Addio piloti nababbi, ora possono bastare 2.500 euro per guidare un Airbus. I big dell’aria tagliano: stipendi all’osso e guai ad ammalarsi. E c’è chi paga i biglietti per andare a lavorare

Devono stare attenti ad ammalarsi, molto attenti, i 200 piloti CityLiner, la compagnia aerea regionale che fu di Toto e ora in pratica è la low cost di Alitalia-Etihad. Se hanno una salute di ferro e non sono costretti a prendere neanche un giorno di malattia, fila tutto liscio, l’azienda gli riconosce 64 ore di volo come minimo, che sono soldi indispensabili per arrotondare stipendi ridotti all’osso.
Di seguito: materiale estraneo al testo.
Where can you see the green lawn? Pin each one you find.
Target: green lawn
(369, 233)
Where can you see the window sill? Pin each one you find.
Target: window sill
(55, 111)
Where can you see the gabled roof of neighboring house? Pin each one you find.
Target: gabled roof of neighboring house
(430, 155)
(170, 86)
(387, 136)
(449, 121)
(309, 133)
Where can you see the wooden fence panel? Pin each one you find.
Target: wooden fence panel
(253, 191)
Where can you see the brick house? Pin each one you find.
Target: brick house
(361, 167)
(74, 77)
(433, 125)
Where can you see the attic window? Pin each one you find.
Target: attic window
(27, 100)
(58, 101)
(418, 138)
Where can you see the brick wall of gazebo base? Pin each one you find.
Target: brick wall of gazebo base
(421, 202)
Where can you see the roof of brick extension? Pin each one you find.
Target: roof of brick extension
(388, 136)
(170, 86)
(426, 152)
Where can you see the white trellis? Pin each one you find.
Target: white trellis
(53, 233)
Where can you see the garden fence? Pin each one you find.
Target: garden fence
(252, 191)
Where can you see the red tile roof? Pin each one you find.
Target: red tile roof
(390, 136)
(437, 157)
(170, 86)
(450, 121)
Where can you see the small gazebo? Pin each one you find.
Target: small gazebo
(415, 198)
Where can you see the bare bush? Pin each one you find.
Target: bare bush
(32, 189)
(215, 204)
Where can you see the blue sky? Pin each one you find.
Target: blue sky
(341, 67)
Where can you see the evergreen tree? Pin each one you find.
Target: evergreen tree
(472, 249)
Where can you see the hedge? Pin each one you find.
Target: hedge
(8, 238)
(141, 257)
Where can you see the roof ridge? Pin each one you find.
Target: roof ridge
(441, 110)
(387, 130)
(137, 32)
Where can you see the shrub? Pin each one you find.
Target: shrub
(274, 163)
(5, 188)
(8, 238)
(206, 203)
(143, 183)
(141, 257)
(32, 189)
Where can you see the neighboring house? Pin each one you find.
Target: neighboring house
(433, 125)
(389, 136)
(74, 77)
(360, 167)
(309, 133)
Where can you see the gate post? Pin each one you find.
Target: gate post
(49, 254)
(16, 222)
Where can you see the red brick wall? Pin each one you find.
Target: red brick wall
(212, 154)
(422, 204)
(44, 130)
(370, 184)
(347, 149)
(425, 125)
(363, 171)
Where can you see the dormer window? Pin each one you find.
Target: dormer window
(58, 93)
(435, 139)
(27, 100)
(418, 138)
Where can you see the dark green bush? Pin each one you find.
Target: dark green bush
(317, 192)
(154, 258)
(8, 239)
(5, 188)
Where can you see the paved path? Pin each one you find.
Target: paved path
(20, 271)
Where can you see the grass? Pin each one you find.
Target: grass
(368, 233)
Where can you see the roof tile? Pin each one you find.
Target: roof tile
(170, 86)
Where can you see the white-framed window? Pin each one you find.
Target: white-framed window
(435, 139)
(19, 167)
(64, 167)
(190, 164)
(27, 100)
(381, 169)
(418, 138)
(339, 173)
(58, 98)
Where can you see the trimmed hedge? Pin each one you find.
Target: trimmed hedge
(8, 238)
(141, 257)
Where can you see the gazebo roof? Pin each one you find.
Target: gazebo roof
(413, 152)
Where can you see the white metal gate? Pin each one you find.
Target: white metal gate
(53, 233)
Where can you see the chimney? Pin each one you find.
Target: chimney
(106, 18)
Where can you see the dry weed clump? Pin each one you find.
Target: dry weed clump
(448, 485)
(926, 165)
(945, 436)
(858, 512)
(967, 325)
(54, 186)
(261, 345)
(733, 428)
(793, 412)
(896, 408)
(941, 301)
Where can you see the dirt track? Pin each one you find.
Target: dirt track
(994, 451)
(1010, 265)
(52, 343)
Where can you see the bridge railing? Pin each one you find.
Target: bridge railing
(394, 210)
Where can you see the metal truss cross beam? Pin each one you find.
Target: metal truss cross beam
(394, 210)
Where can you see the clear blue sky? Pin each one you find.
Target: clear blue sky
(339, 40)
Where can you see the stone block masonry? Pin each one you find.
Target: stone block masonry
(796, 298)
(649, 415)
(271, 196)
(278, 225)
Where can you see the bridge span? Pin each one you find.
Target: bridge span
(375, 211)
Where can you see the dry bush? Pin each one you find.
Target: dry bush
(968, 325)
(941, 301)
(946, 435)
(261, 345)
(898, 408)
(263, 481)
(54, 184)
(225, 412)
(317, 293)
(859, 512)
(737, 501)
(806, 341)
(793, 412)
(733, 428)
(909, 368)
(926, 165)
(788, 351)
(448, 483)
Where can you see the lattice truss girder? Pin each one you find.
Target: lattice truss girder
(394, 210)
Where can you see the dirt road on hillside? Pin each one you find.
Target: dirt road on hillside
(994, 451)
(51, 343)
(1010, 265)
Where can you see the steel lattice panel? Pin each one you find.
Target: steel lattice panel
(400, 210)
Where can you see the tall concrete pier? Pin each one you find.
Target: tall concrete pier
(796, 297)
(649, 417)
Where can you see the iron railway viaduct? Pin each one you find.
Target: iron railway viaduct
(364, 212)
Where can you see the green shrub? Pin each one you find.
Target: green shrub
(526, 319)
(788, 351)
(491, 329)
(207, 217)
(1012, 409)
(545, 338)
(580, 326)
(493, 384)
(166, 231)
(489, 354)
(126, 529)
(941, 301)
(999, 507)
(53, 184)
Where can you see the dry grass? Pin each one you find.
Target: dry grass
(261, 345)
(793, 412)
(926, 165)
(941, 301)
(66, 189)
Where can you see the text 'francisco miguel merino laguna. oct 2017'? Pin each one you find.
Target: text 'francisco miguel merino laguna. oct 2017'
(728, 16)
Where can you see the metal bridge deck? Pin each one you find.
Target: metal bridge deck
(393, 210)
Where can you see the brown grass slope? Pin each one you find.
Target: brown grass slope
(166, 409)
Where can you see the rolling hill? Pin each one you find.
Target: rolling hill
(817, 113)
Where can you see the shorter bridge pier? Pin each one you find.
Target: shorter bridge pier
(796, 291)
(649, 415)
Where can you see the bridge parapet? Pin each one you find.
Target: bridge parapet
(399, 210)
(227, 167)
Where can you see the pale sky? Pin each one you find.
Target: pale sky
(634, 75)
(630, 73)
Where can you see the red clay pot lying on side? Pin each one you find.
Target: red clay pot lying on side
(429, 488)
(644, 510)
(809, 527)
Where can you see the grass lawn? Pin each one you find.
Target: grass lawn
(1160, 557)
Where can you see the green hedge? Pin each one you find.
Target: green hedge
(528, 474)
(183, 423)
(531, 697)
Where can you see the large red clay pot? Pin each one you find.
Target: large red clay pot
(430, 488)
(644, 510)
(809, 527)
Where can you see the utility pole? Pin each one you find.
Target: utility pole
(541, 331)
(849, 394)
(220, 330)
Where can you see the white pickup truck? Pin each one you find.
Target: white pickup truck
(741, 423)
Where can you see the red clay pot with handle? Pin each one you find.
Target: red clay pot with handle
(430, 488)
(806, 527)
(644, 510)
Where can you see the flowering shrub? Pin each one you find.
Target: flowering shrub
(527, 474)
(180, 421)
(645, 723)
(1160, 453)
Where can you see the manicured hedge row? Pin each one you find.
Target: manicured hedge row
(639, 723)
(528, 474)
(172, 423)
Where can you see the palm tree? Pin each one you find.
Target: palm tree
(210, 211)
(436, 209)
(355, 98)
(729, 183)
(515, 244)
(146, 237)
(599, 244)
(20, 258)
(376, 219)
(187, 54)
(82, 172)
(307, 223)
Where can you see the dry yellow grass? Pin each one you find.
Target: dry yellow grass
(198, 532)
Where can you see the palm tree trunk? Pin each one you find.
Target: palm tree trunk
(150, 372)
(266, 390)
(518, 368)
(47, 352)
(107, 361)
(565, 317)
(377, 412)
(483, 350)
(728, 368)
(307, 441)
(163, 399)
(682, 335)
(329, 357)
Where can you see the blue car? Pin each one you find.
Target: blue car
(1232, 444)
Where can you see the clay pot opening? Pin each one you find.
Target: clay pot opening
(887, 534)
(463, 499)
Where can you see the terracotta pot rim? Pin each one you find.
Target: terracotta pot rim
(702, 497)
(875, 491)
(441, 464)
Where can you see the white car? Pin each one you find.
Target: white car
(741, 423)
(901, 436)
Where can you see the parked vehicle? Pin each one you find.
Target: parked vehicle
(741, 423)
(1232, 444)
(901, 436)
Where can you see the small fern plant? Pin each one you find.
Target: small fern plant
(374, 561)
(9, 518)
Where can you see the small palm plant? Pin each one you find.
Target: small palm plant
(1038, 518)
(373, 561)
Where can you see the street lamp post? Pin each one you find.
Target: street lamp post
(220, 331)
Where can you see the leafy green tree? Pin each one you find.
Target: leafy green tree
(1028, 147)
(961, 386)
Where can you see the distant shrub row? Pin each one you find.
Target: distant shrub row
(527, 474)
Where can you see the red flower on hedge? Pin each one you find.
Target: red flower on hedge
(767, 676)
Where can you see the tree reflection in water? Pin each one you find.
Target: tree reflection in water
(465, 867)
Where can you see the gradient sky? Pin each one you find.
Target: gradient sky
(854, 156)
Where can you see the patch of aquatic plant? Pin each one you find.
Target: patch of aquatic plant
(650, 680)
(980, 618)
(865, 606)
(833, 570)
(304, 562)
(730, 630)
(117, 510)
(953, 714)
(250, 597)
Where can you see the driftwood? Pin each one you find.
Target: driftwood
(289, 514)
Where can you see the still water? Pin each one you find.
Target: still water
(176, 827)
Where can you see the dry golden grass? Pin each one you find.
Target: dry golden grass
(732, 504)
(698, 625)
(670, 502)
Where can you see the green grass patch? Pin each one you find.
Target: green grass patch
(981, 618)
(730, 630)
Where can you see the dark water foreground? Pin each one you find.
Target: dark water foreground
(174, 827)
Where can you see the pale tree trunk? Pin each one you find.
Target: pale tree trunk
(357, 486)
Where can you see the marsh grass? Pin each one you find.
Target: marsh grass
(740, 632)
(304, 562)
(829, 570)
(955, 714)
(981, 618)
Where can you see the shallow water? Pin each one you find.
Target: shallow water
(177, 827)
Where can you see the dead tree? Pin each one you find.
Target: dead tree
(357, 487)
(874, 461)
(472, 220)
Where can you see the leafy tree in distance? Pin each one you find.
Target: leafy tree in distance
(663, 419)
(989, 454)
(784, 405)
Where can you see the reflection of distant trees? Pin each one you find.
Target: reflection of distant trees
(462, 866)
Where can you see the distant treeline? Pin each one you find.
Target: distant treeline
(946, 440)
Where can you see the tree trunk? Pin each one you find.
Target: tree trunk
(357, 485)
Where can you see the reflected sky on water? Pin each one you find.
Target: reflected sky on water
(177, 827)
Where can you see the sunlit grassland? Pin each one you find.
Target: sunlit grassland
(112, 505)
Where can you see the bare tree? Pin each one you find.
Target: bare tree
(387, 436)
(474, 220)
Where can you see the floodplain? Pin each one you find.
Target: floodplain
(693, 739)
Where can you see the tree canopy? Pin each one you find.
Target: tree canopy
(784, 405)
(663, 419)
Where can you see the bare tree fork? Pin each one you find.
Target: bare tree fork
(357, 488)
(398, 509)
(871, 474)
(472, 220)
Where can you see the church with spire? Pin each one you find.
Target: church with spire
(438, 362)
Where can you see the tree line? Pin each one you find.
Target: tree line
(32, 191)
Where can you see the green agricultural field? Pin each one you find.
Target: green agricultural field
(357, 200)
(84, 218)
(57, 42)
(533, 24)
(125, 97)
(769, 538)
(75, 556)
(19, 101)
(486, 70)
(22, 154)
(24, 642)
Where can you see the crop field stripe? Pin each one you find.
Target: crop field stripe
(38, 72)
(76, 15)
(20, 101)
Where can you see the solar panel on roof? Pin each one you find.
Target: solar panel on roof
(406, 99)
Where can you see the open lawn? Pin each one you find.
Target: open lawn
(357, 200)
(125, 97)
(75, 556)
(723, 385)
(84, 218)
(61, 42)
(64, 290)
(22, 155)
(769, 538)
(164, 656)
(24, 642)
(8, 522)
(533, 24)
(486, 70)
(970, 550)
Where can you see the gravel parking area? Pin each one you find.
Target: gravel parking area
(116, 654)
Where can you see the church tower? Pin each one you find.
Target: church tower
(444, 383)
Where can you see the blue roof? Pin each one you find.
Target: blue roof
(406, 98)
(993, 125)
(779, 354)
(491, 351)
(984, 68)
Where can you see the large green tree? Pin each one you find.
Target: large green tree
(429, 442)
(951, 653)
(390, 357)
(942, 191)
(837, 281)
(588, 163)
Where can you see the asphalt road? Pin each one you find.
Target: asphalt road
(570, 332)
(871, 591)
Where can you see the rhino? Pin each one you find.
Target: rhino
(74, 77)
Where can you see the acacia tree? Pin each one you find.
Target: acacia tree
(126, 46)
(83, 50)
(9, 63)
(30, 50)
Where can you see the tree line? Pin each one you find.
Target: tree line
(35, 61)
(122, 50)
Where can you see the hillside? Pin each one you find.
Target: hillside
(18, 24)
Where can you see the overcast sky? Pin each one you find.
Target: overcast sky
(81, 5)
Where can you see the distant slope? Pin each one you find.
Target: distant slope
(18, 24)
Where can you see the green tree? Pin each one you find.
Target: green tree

E poi gli concede anche le «facilitazioni di viaggio», cioè biglietti gratis e sconti sui voli fino al 90 per cento per i familiari. Ma se si beccano l’influenza, un raffreddore forte o qualsiasi altro malanno e non possono andare a lavorare, allora sono guai. Bastano poche assenze in un anno e addio ai soldi aggiuntivi in busta paga e anche gli sconti sui biglietti rischiano di volare via. Non è una faccenda da poco. Gli stipendi dei piloti CityLiner sono assai bassini per la categoria, circa 2.500 euro netti in media, benefits compresi. E i biglietti gratis a molti servono per fare i pendolari dalla città dove risiedono fino a Roma.
 
Remunerazione base 550 euro lordi
Da contratto la remunerazione base iniziale di un pilota in seconda della compagnia regionale è di 550 euro lordi al mese, importo su cui viene calcolata la pensione che quindi a conti fatti dopo 40 anni sarà una miseria. Allo stipendio base si aggiungono 490 euro di volo minimo garantito, più un bonus orario oltre le 30 ore di volo al mese che nella fase iniziale del contratto era di appena 6 euro, più 42 euro di rimborso pasti al giorno. Ovvio che con queste entrate i piloti CityLiner saranno tentati di nascondere le malattie e ci penseranno dieci volte prima di restare a casa a curarsi. Magari si sforzeranno di andare a lavoro anche da malati, decidendo di mettersi alla guida di un aereo con la febbre o impasticcati di medicine. Rischiando in prima persona e facendo rischiare le decine di passeggeri saliti sull’aereo. Di fatto alla CityLiner l’assenza per malattia dei piloti è trattata come una furbata, definita con linguaggio tecnico «instabilità nelle turnazioni». Il rischio è che con questo approccio prima o poi possa succedere il fattaccio.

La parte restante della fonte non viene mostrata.